One of the first jobs of a system administrator is to bring his or her system online with an existing network (or standing alone), and to configure the system to meet the needs for which the system was installed. This configuration usually involves installing any necessary software and hardware, setting the name and network address of the system, creating accounts for the expected users, and generally taking a system from “out of the box” uniformity and customizing it to meet your preferences and your user's needs.
The tasks of installing necessary hardware are described in the documentation for the hardware. Software installation is described in the IRIX Admin: Software Installation and Licensing volume. This Guide describes the tasks you perform once the system has been powered-up to bring your system from its initial distributed state to the state in which you will use it.
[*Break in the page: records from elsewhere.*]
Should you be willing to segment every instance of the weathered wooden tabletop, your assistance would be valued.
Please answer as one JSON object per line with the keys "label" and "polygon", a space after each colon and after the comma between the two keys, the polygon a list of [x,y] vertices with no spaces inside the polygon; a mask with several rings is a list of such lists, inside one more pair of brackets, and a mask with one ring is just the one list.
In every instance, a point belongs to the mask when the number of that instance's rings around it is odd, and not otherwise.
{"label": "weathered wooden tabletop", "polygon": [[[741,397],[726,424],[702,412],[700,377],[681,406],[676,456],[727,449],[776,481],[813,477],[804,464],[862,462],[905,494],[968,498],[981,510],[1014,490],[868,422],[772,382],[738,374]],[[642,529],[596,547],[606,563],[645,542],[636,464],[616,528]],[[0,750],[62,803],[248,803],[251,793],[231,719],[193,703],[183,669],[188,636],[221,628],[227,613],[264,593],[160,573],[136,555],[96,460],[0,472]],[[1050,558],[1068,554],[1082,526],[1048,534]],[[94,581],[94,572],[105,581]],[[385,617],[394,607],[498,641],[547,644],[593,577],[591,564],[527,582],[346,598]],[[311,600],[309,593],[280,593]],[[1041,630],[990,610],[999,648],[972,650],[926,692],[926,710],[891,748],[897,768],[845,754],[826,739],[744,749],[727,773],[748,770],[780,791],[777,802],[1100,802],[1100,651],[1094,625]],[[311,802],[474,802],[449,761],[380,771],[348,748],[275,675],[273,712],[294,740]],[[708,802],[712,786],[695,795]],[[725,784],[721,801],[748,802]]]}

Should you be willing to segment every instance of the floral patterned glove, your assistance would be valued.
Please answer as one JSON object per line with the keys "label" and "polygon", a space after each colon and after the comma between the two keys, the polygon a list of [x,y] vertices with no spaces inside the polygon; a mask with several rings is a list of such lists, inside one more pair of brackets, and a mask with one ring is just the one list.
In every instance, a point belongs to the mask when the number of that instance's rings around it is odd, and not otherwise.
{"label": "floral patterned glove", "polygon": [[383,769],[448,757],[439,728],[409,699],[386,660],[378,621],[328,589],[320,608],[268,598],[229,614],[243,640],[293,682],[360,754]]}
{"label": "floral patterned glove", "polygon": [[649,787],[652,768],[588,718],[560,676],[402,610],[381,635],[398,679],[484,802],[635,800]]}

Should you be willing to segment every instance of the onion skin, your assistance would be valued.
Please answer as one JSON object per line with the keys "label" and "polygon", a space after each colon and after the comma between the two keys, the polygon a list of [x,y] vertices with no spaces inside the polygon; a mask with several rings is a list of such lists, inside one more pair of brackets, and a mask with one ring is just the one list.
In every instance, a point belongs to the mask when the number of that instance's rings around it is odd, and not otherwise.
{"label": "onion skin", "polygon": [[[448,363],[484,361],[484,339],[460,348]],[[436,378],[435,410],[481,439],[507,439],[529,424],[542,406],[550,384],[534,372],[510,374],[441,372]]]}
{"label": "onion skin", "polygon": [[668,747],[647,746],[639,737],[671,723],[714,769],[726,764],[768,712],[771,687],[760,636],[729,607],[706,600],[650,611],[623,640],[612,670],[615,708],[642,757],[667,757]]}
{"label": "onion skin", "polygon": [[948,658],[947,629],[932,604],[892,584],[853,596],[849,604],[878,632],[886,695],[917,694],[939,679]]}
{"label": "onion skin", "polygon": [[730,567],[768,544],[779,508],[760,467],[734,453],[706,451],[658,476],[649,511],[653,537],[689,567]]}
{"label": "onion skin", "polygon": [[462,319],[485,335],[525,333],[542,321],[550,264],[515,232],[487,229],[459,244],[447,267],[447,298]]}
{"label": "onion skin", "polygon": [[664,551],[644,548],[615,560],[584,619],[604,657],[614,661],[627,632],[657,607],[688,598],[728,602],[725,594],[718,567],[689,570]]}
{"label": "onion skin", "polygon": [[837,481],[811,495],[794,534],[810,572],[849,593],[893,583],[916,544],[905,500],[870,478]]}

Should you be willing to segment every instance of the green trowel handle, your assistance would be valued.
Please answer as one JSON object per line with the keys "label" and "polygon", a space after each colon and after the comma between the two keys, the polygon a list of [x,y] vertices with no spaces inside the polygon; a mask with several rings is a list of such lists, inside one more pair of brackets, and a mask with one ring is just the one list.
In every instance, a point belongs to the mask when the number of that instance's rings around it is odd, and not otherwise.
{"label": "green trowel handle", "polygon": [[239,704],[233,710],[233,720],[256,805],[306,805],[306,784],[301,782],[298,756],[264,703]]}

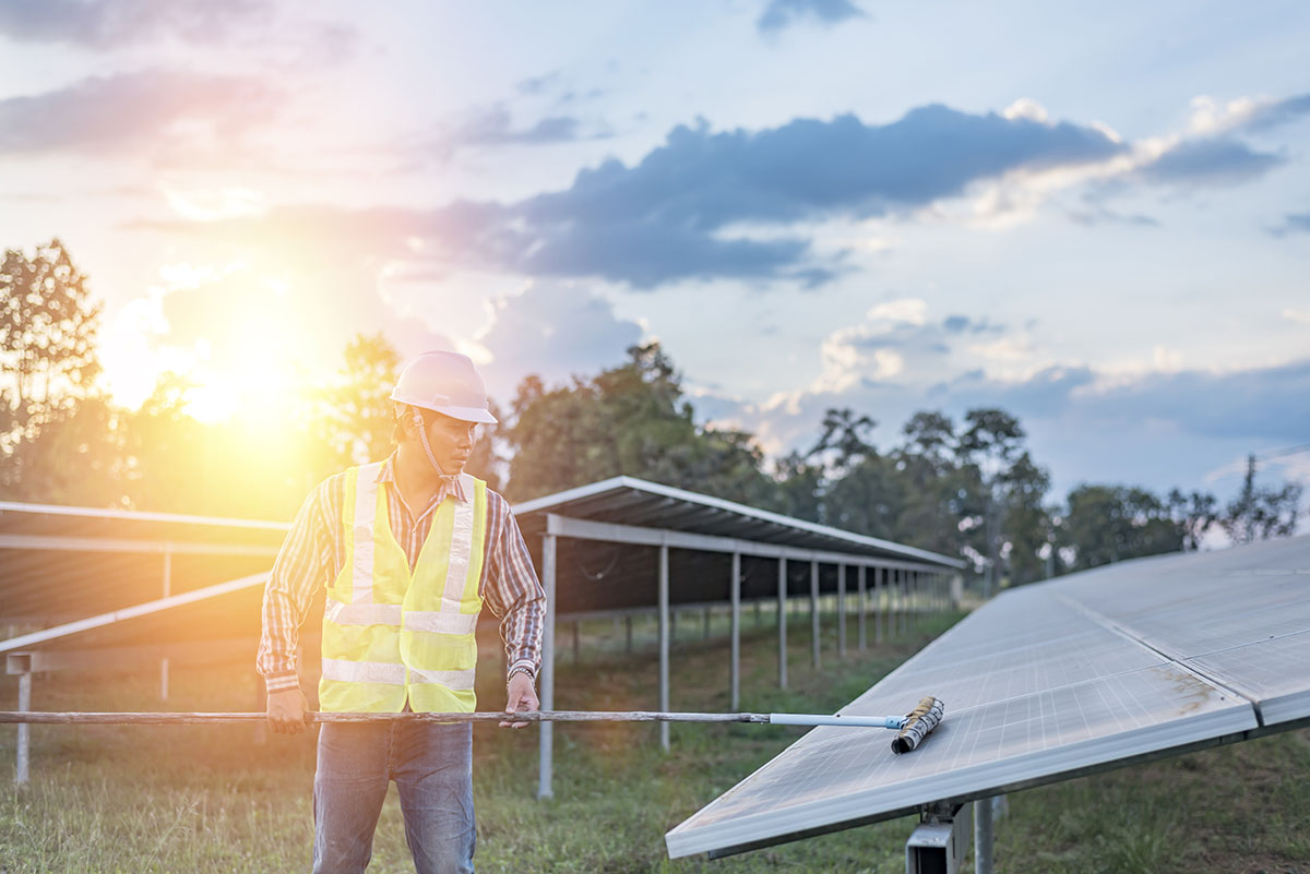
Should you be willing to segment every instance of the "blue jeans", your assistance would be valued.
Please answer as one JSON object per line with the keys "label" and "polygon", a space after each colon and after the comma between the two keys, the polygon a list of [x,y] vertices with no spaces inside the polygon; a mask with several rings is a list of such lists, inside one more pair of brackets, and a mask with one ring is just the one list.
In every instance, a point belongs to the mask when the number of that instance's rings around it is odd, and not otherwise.
{"label": "blue jeans", "polygon": [[473,726],[328,722],[314,772],[314,874],[358,874],[394,780],[418,874],[473,874]]}

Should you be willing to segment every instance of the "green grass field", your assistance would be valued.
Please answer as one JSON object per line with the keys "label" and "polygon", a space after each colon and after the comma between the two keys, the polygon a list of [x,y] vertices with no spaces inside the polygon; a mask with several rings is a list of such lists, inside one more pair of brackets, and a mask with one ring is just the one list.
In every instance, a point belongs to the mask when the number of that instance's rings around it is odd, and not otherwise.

This Guide assists you by describing the procedures most administrators use to configure their systems and explaining the reasons why these procedures exist and why they work the way they do. Some of these tasks are typically performed only at times of major change - when a system is commissioned, when ownership changes, or when there has been a significant hardware upgrade. Others are ongoing tasks or tasks that may come up during standard usage of an installed system.
This chapter provides directions to the information that system administrators use in the course of their tasks. Also, background information is presented on the general nature of the job of system administration. There are many good books on system administration listed in Appendix E, “Bibliography and Suggested Reading” of this Guide, and these are available through your local computer bookstore. Your Silicon Graphics system is similar to the systems described in many of these books, and it is different in significant areas as well. The principles of good system administration, though, are constant.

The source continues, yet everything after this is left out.